NEW YORK (Reuters) - Organisers of the 2018 Winter Olympics in Pyeongchang, South Korea, expect long-time adversary North Korea to hold off for as long as possible on deciding whether to participate in the Games, South Korea’s top sports official said on Tuesday.
“We are very hopeful and expect them (North Korean athletes) to be able to participate in the Games. At the same time, we do know that this may be a very last-minute decision by North Korea,” said South Korean Sports Minister Do Jong-hwan at an Olympics preview event in New York.
The Winter Games kick off on Feb. 9 and run through Feb. 25.
The International Olympic Committee is urging North Korea to participate, which could help ease safety and security concerns about the Games arising from Pyongyang’s nuclear and ballistic missile tests. Organizers have said the Games will be safe.
The mountainous resort town of Pyeongchang is located just 50 miles (80 km) from the demilitarized zone between North and South Korea, the world’s most heavily armed border. The two countries remain technically at war after their 1950-53 conflict ended with a truce and not a peace treaty.
“The IOC has expressed their willingness to support North Korea in terms of training costs and other costs related to participating at the Games,” Do said.
North Korea did not have any athletes at the 2014 Sochi Winter Games.
In late September, North Korea secured qualification for its first athletes at the Pyeongchang Olympics when figure skaters Ryom Tae-Ok and Kim Ju-Sik finished in the top six in a qualifying event in Germany.
“It’s very positive news. It means that they do have athletes who are eligible which is a positive sign for us. In terms of other sports, we are aware that there are North Korean athletes training for cross country (skiing) as well as other ice skating categories,” Do said.
Another reason for Olympic officials’ optimism over possible North Korea attendance in Pyeongchang is that leader Kim Jong Un is a well-known sports fan, and he has spent heavily on sport in connection with his bid to lift living standards in the North.

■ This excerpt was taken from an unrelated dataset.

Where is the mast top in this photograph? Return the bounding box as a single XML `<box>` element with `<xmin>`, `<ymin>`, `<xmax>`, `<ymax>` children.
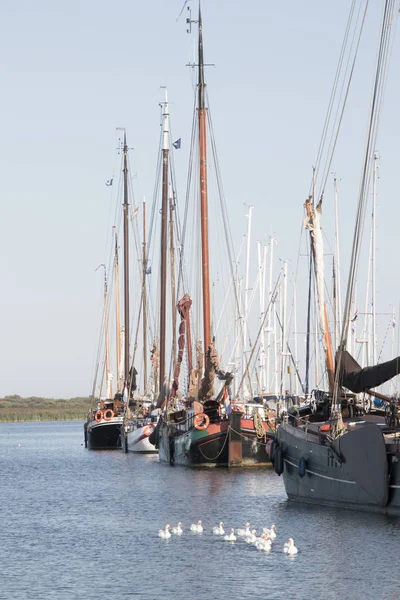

Still, the previous time South Korea hosted the Olympics, which was the 1988 Summer Games in Seoul, Kim’s grandfather Kim Il Sung, the founder of the North Korean state, boycotted them after a plan to co-host the event fell apart.
As of Tuesday, 43 heads of state and approximately 6,500 athletes from 95 nations and six continents were registered to attend the Games, according to Pyeongchang’s organising committee.